Photo by Samuel Zeller on Unsplash

This week we’ve been looking at open/informal experimentation, the scholarship of teaching and learning, and opening up scholarship beyond the academy.

We were asked what we were changing and experimenting within our practice – trying to remember a time when a small change had a big impact. I had a think about this and remembered something about the digital learning programmes at New Place.

The issue with the digital learning programmes is that they were often collections of resources from across the internet,  thrown into a digital learning plan and presented to the learner. Learners complained that the resources were often irrelevant and difficult to navigate.  It’s not like the content was particularly wrong or bad, but learners didn’t know when to start. For example, last month I reworked a programme on Agile. The content itself was great: a collection of videos from external experts talking about how they had implemented agile in their work context, and why it worked for them; lots of practical tips and tricks. A consultant who ran workshops on agile methods created a bunch of explainer videos, walking people through the ceremonies. All good stuff, but utterly bewildering for anybody new to agile.

All it needed was a bit of scaffolding and organisation, which is where the learning exp designer comes in (*waves*).

I organised the resources into clearly-labelled categories, added some explanatory articles that outlined what learners would find in each category and how it could help them, I also added links to the slide decks for anybody who needed a comprehensive offline manual (they were very detailed).

 If the LMS and time had allowed it, I would have added playlists so that learners could come back and revise sections quickly without having to watch the whole thing again. Actually, given a bit more time I would have split each explainer into sections so that learners could just find the bits they needed.

It took me about half a day to reorganise everything, add some nice graphics and write the scaffold text, Before this course I probably would have come up with a new set of categories, but the explanatory articles or nudges wouldn’t have occurred to me. 

Was it open scholarship? Not strictly – because we’re on a closed system that discourages open sharing for security reasons. But there were openly available resources in the mix and what I did was incorporate some open practice into the way the course was constructed.

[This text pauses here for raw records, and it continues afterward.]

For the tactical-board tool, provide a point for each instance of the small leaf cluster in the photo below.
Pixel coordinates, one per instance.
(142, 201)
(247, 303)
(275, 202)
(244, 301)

I’m still unclear as to how I can incorporate open scholarship into my day to day work – we’re a closed corporate with big security issues. When it comes to nicking stuff off the interwebs, I’m already a mistress of that art. Though come to think of it, a lot of what Cheryl Hodgkinson-Williams was talking about in making her research process and results transparent works quite well with agile methodology. We could make the process for making and sharing learning more transparent and collaborative, so that learners aren’t just passive receivers of learning, but active participants.